# Photo Critique



## winpooh498 (Jan 30, 2008)

I received the Wal-mart photo tent for Christmas, the first thing I did was replaced the light bulbs with the 50 watt bulbs.  Here are my first pictures with the new set up. The only Photoshop I did on them is resize to post. Any advice on what changes I should make would be wonderful. 

Thank you

Asian Ebony





Amboyna Burl




This the first bowl I have turned. It isn't a deep sided bowl, but deeper then the picture shows.


----------



## SuperDave (Jan 30, 2008)

> _Originally posted by winpooh498_
> 
> I received the Wal-mart photo tent for Christmas, the first thing I did was replaced the light bulbs with the 50 watt bulbs.  Here are my first pictures with the new set up. The only Photoshop I did on them is resize to post. Any advice on what changes I should make would be wonderful.
> 
> Thank you



What camera are you using? Is it a point and shoot or a DSLR? Can you adjust the settings or is it all automatic?

Dave


----------



## winpooh498 (Jan 31, 2008)

Dave,
Sorry I thought that I had that in my original post. I am using a Panasonic Lumix  DMC-TZ1.  I can adjust settings but I'm not exactly sure what ones I need to adjust. I'm not sure which one is the F/Stop, well I think I might know which on it is, I can choose 1/8-, 1/4-,1/2- and 1-. I can change the white balance to several different pre-programmed settings as well as user defined.  I always shot with the ISO @200.
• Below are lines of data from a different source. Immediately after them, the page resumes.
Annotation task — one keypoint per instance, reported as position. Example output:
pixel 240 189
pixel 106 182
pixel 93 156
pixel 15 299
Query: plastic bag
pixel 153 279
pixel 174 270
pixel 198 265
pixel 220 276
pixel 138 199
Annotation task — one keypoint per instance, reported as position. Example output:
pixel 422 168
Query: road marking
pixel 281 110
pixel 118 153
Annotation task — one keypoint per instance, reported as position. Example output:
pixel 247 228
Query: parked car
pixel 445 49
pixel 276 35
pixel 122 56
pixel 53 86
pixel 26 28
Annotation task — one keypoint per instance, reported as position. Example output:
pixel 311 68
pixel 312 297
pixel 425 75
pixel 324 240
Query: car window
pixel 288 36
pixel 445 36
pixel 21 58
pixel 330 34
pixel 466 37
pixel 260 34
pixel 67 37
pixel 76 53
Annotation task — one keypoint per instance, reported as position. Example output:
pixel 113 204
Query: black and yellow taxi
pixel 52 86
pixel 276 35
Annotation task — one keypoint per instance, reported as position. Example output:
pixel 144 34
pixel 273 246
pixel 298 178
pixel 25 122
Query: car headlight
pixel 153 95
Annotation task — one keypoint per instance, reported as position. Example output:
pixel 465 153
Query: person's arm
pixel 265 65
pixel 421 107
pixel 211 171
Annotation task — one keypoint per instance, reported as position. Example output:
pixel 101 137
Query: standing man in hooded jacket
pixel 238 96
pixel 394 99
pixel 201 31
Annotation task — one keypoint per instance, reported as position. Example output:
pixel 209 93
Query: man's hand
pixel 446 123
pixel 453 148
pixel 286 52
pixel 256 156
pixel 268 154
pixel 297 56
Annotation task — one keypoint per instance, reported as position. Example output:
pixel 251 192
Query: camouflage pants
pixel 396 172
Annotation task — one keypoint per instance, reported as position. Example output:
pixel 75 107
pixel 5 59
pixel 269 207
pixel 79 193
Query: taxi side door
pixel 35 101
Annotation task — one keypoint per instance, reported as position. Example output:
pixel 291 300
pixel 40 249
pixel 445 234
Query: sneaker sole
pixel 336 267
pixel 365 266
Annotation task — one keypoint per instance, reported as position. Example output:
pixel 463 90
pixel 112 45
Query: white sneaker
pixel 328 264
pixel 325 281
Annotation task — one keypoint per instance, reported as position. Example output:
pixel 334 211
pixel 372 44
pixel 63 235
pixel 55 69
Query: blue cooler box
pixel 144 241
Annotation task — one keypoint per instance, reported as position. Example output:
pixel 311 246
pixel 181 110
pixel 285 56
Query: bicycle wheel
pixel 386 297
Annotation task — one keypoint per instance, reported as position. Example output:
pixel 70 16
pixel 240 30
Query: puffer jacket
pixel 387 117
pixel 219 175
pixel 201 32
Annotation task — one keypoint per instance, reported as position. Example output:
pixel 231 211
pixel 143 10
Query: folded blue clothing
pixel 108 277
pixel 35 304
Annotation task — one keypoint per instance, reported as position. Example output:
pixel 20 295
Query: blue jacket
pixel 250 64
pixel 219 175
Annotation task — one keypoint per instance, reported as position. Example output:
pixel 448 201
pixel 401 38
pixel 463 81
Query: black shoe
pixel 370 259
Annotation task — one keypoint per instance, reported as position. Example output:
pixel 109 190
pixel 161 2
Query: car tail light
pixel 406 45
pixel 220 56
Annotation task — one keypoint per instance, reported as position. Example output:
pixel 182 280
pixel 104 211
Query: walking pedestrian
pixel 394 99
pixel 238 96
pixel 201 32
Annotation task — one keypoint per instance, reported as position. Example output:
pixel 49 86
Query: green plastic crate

See I really am lost, any help is greatly welcomed.


----------



## gketell (Jan 31, 2008)

Boy that light tent isn't doing much diffusing.  See if you can arrange the lights to get rid of more of the harsh shadows.  I usually set my left light a little forward of the pen pointing towards the rear and the right light a little back of the pen pointing towards the front.  You might also want to add a third light from the front near the camera.  That will fight the shadows and and the highlights.

'nuff about the lighting. Now that you can get wonderfully clear close up shots of your object, you need to clean it more.  There are fingerprints all over the metal parts of your pens.

The last thing I'm seeing is that your software really beat up on your photos when it reduced them for upload.  You might try a different resizing software.

Great pens and NICE bowl!!

GK


----------



## SuperDave (Jan 31, 2008)

Dawn,

Here is a link to a discussion with "Russianwolf" talking about the same issues. I have posted my settings and a couple of photos of the results. See if it answers any questions and let me know.

A friend that is a photog for Reuters, helped me a lot, as did Gerry Rhoades and others on IAP. I want to improve my lighting but it is light-years  ahead of where it was a few weeks ago.

http://www.penturners.org/forum/topic.asp?TOPIC_ID=32949

Dave


----------



## toolcrazy (Jan 31, 2008)

It looks like your lights are too far forward of your pen. But the depth and color looks correct. Need to slow down the shutter speed a bit to lighten the pic.


----------



## R2 (Jan 31, 2008)

The photos aren't too bad, just a tad too dark.


----------